In his 1990 reelection bid, Senator Jesse Helms was behind in the polls. He contacted Pat Robertson, and the Christian Coalition swung into action. On the Sunday before the Tuesday election, the North Carolina Christian Coalition distributed 750,000 half-page size voter guides on behalf of Helms. Some were inserted into church bulletins, others were distributed outside in church parking lots.
Helms won reelection by a narrow margin. The Christian Coalition takes credit for Helms' come-from-behind victory. "The press had no idea what we were doing," said North Carolina state director Judy Haynes, "and they still don't know what we did. But it worked."
In 1992, Iowa voters had the opportunity to make the Equal Rights Amendment state law. Polls released the Sunday before the election indicated Iowans favored the amendment 54 to 33 percent. Iowa, however, is a Christian Coalition stronghold.
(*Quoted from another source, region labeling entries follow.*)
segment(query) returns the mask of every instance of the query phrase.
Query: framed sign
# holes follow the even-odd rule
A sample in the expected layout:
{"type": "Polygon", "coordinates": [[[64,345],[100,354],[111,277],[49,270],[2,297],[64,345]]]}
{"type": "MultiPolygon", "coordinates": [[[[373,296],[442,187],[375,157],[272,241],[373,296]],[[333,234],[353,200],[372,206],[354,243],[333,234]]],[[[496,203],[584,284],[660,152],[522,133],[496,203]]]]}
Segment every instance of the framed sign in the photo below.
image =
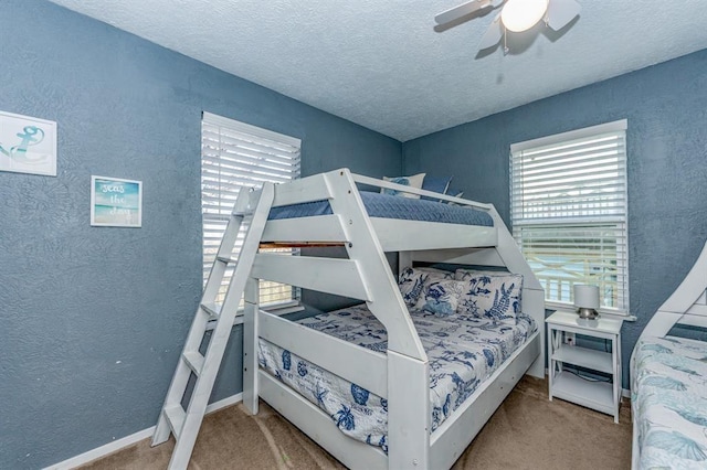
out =
{"type": "Polygon", "coordinates": [[[0,171],[56,177],[56,122],[0,111],[0,171]]]}
{"type": "Polygon", "coordinates": [[[91,177],[91,225],[143,226],[143,182],[91,177]]]}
Long-time Robertson organizer, Marlene Elwell, and her Iowa Committee to Stop ERA, hand-delivered 1,085,000 anti-ERA pamphlets door-to-door in every precinct in the state. The Christian Coalition distributed 600,000 voter guides in Iowa and 45,000 phone calls urging voters to reject the ERA. Pat Robertson mailed a letter to his Iowa supporters in which he said, "The feminist agenda is not about equal rights for women. It is about a socialist, anti-family political movement that encourages women to leave their husbands, kill their children, practice witchcraft, destroy capitalism, and become lesbians."
The Christian Coalition also provided funds for literature drops, radio ads, and a two-thirds page ad in the Des Moines Register the Sunday before the election.
When the votes were counted, the ERA lost, 53 to 48 percent. Again, the religious right, and the Christian Coalition in particular, took the credit.